Across the fourth quarter of 2015, the overall mix of business being processed by financial advisers also remained largely stable in the fourth quarter 2015.

However, there was an increase in the volume of remortgage business from 33 per cent to 35 per cent.

A preference for fixed rate products became apparent over the fourth quarter with mortgage advisers recommending a fixed rate product to more than eight out of every 10 customers.

Paragon said that this reflected a prudent and cautious approach despite concerns easing over an imminent increase in base rates..

From these products, nearly half - 48.1 per cent - were fixed for two years, whilst around a third - 33.1 per cent - were fixed for five years.

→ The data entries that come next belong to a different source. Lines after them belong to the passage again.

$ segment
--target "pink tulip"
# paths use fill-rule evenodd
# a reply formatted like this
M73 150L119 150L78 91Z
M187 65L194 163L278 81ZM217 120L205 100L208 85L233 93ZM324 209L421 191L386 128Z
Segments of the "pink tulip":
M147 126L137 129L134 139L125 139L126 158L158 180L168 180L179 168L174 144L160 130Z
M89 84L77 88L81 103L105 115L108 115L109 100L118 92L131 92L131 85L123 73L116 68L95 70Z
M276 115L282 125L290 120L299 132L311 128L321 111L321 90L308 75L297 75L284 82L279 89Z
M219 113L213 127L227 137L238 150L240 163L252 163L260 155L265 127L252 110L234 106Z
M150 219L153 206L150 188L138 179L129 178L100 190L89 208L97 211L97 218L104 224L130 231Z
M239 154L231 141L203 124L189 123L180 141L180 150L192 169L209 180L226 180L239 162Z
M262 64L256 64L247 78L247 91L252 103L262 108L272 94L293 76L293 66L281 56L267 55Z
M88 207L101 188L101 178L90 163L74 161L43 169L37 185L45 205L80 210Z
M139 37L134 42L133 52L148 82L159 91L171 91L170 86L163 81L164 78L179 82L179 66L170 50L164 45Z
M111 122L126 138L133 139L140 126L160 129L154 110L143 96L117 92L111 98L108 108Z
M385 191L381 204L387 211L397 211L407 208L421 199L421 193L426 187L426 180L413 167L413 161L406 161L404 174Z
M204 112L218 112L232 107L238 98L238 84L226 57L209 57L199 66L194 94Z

2015 Q4 Business MixSept 2015December 2015
Remortgage 33.1 35.2
First time buyer18.6 18.1
Next time buyer24.6 22.9
Buy-to-let22.7 23.2

John Heron, director of mortgages at Paragon, said: “The latest in our long-running FACT series paints a positive picture of the mortgage market with business volumes up across the board and an overall confidence score the highest it has been since 2008.

“Looking forward an overwhelming majority of financial advisers expect business to either grow or remain stable over the coming quarter.

“Advisers have also seen strong growth in buy-to-let in recent months but it is no surprise that they expect the market to cool a little going forward given the policies being adopted by the government.”